Quanta importanza ha la musica nella tua vita e in quella dei protagonisti?

La musica accompagna le mie giornate in quasi tutte le cose che faccio ed è per me una fonte d’ispirazione straordinaria. I protagonisti del libro trovano nella musica la loro ragion d’essere. È imprescindibile per loro.

Che ruolo ha Torino nella tua vita?

A Torino ci sono nato, l’ho molto amata, e come sempre accade con i grandi amori, ci ho anche litigato. È la mia città, nel bene e nel male. Una città strana, difficile, ma con le sue magie ed i suoi fascini.

Che significato ha per te il numero 19?

Il 19 è semplicemente il giorno in cui sono nato. Ed è un numero che mi piace, forse perché è dispari. Li prediligo, sono asimmetrici in qualche modo, e trovo più bellezza nelle imperfezioni.
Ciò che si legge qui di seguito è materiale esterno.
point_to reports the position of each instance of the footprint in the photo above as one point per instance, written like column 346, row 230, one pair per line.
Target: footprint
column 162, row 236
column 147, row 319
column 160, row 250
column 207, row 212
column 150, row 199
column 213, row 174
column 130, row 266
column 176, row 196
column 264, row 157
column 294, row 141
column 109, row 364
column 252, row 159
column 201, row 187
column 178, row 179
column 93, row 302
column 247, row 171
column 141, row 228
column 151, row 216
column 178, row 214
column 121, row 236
Sono più grandi gli amori vissuti o quelli che avrebbero potuto essere e non sono stati?

Gli amori vissuti si sono compiuti, hanno fatto il loro corso, quelli incompiuti rimangono latenti, quando li ricordi alle volte sorridi alle volte t’incazzi. Poi ogni storia è a sé, in realtà.

E tu cosa ne pensi?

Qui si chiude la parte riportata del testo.